The redevelopment project includes a remodel of the 40,000-square-foot Aspen Club & Spa building, the construction of a 54,000-square-foot lodge with 20 timeshares, and 12 multi-family affordable-housing units.

Attorneys for GPIF Aspen Club argued in the motion that the property is a “mothballed construction site consisting of real property improvements in various states of semi-completion.”

Yet the club has offered upbeat snippets about its future in court filings, including on June 14 saying, “Upon completing of the construction redevelopment, the Aspen Club will restart its operations, rehire its employees and again serve its members onsite.”

The Aspen Club’s legal team also has portrayed GPIF Aspen as hungry to acquire the property through foreclosure, with little concern for other creditors in the case.

GPIF Aspen Club is affiliated with Dallas investor Jeff Goff’s GP Invitation Funds, and is associated with companies that own the Canyon Ranch luxury resorts in Tucson, Arizona, and Lenox, Massachusetts, and the Brown Palace hotel in Denver.

Houston attorney Jason Cohen, GPIF Aspen’s lead counsel in the Aspen Club bankruptcy case, declined comment Tuesday.

Forcing the club to submit a reorganization plan on such an aggressive time line, Aspen Club’s attorneys had argued, failed to consider that “substantial construction” already has been completed on the redevelopment. Even so, Fox said “we’re planning to have the plan before that” — the deadline imposed by Rosania Jr.

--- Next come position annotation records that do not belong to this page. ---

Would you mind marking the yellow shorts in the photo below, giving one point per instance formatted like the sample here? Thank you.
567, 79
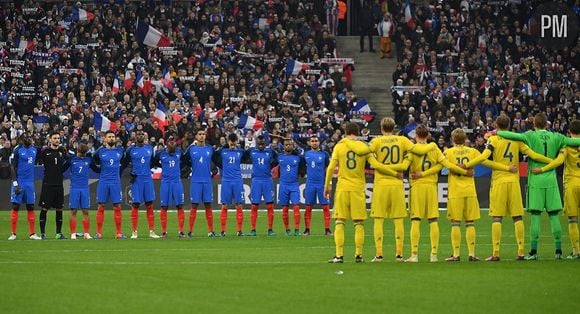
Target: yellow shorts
423, 201
572, 200
505, 199
350, 204
463, 208
388, 202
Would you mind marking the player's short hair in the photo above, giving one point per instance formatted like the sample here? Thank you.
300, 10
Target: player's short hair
503, 122
422, 131
458, 136
388, 124
351, 129
540, 120
233, 137
83, 148
575, 127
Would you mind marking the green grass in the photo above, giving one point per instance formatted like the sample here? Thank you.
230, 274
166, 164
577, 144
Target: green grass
273, 275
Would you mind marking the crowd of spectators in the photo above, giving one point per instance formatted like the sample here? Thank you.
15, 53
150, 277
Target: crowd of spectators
462, 63
227, 60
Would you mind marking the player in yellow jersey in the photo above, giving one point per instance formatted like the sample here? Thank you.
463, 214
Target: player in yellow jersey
349, 201
423, 198
505, 196
570, 156
462, 199
389, 191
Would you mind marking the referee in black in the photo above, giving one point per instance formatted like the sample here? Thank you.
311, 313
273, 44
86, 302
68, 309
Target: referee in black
54, 158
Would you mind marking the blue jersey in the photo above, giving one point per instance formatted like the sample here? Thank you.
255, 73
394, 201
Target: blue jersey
316, 163
289, 166
140, 157
230, 163
110, 161
200, 160
262, 162
79, 172
170, 165
23, 160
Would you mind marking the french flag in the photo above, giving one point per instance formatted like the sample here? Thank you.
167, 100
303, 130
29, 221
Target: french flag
149, 36
116, 86
362, 107
82, 15
160, 116
409, 15
128, 82
247, 122
139, 81
39, 121
217, 114
103, 123
294, 67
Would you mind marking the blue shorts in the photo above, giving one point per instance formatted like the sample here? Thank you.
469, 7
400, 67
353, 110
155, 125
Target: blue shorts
232, 192
142, 190
201, 192
288, 194
314, 191
26, 196
109, 192
171, 194
79, 198
262, 189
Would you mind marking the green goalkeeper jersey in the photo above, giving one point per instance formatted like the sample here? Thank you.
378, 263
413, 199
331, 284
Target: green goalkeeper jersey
546, 143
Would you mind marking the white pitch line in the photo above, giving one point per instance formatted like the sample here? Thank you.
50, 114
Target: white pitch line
157, 263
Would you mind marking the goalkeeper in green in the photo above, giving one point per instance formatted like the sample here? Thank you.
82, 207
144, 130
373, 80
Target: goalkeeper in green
543, 192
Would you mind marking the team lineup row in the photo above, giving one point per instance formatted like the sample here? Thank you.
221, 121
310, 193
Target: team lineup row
389, 154
110, 161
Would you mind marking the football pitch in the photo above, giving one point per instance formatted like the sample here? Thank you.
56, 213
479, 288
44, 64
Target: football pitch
275, 274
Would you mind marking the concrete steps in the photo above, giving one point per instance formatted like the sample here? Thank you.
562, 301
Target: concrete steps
371, 77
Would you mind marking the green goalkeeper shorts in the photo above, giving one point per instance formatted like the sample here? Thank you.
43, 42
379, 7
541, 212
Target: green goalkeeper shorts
543, 198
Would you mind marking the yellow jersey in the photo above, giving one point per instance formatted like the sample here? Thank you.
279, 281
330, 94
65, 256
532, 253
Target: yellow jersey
422, 163
351, 169
390, 150
460, 185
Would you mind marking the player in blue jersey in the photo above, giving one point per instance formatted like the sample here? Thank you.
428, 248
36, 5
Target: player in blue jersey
263, 160
171, 190
142, 188
22, 192
53, 158
228, 159
109, 158
291, 165
79, 196
199, 157
316, 163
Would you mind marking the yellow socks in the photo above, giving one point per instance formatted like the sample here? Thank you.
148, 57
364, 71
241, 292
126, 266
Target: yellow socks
415, 236
359, 238
574, 237
495, 237
378, 233
519, 229
455, 238
434, 235
399, 235
339, 238
470, 237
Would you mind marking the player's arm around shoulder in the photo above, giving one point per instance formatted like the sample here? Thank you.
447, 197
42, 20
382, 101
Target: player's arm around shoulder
553, 164
358, 147
525, 149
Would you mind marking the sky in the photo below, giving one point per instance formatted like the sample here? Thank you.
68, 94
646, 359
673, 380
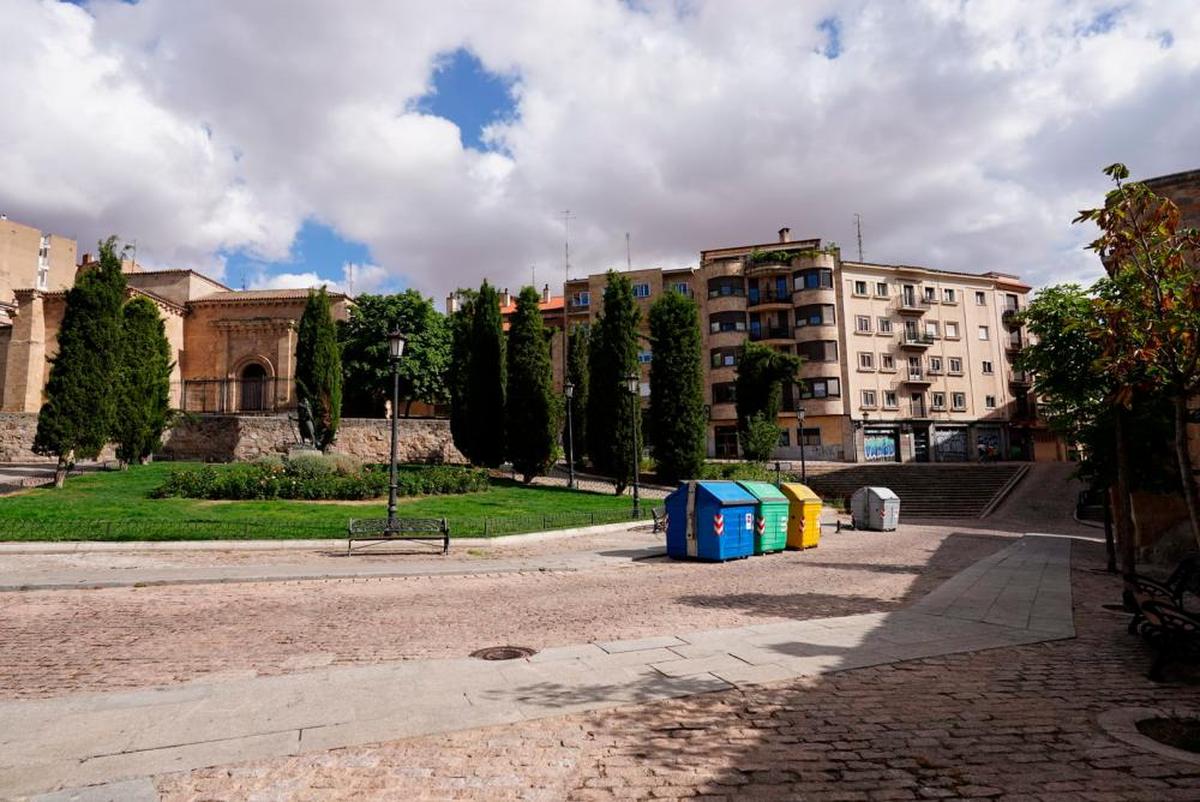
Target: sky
432, 144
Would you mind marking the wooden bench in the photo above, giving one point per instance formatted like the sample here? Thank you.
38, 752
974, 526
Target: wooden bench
381, 530
660, 519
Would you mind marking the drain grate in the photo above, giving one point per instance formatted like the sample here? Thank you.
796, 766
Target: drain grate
504, 652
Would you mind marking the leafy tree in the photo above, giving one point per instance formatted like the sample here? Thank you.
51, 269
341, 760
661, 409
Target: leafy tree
677, 388
319, 366
143, 387
762, 373
457, 379
613, 419
577, 373
533, 406
485, 382
81, 404
365, 363
1150, 309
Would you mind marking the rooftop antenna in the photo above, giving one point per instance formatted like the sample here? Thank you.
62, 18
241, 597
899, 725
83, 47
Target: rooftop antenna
858, 228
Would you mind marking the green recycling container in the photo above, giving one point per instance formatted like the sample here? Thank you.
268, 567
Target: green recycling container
771, 516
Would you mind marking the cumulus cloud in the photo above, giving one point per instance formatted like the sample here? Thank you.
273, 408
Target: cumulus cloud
965, 133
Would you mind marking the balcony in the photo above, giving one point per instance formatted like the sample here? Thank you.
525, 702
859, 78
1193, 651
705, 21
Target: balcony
916, 341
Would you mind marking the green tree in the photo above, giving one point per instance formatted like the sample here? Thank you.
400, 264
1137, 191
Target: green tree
577, 373
319, 366
485, 382
1150, 309
762, 375
677, 388
613, 419
143, 385
81, 404
533, 407
365, 363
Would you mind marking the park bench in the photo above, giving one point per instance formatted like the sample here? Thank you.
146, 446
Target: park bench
1173, 632
1139, 590
382, 530
660, 519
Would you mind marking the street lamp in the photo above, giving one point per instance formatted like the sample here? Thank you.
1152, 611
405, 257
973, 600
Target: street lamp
395, 351
569, 391
634, 384
799, 431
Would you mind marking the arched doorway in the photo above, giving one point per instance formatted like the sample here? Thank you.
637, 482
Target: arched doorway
253, 388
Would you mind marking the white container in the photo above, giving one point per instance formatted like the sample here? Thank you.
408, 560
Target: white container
875, 508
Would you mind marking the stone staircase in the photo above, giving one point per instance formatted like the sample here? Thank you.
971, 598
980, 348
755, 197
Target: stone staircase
925, 490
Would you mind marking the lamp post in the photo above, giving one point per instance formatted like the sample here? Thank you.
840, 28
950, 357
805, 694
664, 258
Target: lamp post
395, 351
799, 431
634, 384
569, 391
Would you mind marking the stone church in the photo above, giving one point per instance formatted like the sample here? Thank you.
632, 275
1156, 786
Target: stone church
234, 351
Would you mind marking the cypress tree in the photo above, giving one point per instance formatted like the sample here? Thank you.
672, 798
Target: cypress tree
533, 406
143, 389
613, 419
461, 324
485, 383
577, 375
677, 388
319, 366
78, 414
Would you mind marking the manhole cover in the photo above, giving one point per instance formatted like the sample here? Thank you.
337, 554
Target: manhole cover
504, 652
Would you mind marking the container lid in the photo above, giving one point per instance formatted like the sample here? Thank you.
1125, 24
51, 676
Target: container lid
727, 492
763, 491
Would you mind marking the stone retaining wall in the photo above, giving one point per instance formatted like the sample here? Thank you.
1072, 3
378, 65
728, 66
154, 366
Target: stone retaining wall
225, 438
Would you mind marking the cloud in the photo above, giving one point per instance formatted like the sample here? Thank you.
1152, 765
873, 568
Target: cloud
965, 133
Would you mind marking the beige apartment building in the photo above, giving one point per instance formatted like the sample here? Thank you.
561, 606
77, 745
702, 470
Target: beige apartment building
901, 363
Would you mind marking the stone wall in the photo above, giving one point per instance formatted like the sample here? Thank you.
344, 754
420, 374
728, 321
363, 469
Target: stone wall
223, 438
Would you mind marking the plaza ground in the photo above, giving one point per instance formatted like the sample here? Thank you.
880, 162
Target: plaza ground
1014, 722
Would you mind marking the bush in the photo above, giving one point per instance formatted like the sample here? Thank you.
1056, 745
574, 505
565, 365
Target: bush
315, 478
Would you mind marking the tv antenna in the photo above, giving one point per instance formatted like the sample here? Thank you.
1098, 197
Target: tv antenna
858, 228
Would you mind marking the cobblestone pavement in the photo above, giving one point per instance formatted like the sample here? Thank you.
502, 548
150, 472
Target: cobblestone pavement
70, 641
1012, 723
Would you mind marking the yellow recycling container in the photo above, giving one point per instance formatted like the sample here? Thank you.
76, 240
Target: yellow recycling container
803, 515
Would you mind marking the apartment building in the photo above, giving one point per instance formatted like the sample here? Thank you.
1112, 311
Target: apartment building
901, 363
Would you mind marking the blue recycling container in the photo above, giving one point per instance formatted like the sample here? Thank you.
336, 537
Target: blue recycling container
724, 521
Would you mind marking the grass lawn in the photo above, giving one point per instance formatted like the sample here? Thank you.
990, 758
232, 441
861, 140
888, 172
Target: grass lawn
117, 506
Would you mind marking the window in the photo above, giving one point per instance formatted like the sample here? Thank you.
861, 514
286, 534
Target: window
814, 315
821, 351
815, 279
821, 388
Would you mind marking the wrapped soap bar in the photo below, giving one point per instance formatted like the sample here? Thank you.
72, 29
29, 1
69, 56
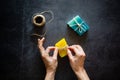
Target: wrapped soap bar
62, 47
78, 25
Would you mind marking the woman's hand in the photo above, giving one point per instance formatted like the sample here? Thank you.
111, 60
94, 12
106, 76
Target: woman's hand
49, 61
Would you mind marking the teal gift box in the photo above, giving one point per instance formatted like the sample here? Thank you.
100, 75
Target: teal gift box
78, 25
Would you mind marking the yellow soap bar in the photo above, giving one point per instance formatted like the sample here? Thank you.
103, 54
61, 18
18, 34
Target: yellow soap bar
62, 47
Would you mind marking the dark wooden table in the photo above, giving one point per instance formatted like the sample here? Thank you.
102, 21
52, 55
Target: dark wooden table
19, 55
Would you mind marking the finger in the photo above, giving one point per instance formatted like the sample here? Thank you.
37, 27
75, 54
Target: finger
41, 41
40, 45
74, 49
55, 53
69, 54
80, 49
50, 48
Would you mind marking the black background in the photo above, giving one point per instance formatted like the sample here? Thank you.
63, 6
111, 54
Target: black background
19, 55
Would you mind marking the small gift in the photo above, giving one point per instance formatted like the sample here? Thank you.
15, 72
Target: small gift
62, 47
78, 25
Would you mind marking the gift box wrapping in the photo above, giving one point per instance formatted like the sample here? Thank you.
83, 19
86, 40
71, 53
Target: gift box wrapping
78, 25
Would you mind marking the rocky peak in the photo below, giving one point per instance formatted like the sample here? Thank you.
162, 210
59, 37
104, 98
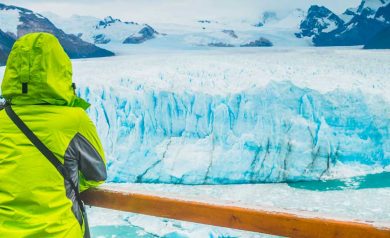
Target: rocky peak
319, 19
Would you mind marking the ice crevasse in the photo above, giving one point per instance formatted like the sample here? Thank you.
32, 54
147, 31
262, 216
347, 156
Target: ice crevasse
276, 133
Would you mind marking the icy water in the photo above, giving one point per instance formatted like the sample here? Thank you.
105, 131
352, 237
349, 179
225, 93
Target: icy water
380, 180
361, 198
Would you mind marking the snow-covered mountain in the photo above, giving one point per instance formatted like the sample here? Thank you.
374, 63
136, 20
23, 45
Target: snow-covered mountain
16, 22
223, 116
107, 30
356, 26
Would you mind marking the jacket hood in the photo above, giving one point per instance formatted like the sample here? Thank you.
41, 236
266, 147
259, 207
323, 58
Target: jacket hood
39, 71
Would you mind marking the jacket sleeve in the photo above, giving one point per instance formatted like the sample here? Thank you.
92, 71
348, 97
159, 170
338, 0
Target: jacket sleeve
92, 163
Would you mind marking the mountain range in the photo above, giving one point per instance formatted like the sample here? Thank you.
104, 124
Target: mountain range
367, 24
20, 21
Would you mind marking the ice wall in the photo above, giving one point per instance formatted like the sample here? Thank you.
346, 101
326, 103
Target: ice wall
280, 132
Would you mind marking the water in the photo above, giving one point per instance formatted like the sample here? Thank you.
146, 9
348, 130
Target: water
380, 180
119, 232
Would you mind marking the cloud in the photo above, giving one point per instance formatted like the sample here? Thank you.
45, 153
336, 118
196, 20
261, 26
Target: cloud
175, 10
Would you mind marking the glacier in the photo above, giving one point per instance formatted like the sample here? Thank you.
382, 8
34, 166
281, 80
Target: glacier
233, 116
167, 118
275, 134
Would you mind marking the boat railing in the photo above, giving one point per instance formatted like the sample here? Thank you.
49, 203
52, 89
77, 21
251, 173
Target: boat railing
281, 223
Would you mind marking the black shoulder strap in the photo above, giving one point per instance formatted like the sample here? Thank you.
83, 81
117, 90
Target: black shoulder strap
50, 156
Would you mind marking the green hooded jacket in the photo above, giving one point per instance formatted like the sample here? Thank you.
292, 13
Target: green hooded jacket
35, 200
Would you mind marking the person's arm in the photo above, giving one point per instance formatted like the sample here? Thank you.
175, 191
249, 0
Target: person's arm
92, 164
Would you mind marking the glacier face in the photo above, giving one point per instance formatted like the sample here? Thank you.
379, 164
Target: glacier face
277, 133
239, 115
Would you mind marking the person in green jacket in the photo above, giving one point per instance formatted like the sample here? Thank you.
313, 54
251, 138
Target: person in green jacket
35, 199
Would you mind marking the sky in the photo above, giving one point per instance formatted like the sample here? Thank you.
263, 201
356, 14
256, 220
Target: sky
152, 11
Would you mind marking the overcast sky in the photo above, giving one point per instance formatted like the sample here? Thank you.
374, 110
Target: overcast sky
175, 10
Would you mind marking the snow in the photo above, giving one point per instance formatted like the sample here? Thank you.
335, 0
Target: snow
330, 25
374, 5
9, 21
239, 115
117, 31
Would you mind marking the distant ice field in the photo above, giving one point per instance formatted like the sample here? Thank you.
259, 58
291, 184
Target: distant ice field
235, 115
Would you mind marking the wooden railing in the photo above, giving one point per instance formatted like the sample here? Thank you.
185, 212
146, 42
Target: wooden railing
264, 221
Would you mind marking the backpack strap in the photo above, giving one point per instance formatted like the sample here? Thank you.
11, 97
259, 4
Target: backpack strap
51, 157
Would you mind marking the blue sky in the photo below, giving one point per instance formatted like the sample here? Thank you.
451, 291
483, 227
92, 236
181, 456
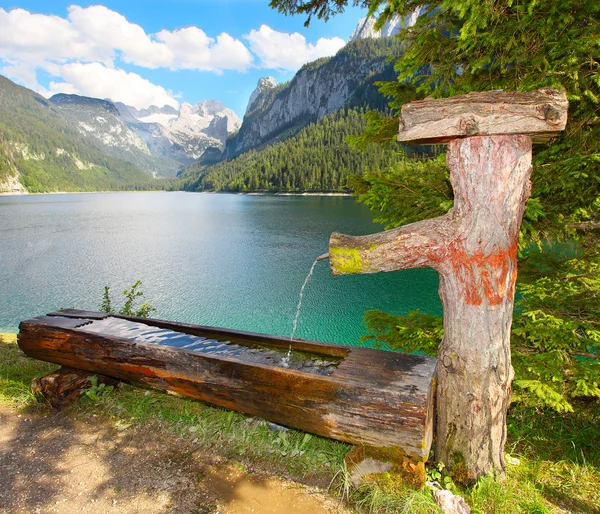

GPIF made its argument using a provision in the Bankruptcy Code that stipulates that when a court deems a debtor a “single asset real estate” debtor, or SARE, it can set a deadline for a reorganization plan, and lift the stay on creditors if the plan is not filed on time.

Rosania Jr. ultimately agreed the Aspen Club is a SARE, setting into motion the mid-September deadline.

The SARE provision was part of Congress’ Bankruptcy Reform Act of 1994, and was intended to curb bankruptcy abuse by debtors seeking to buy time from their creditors.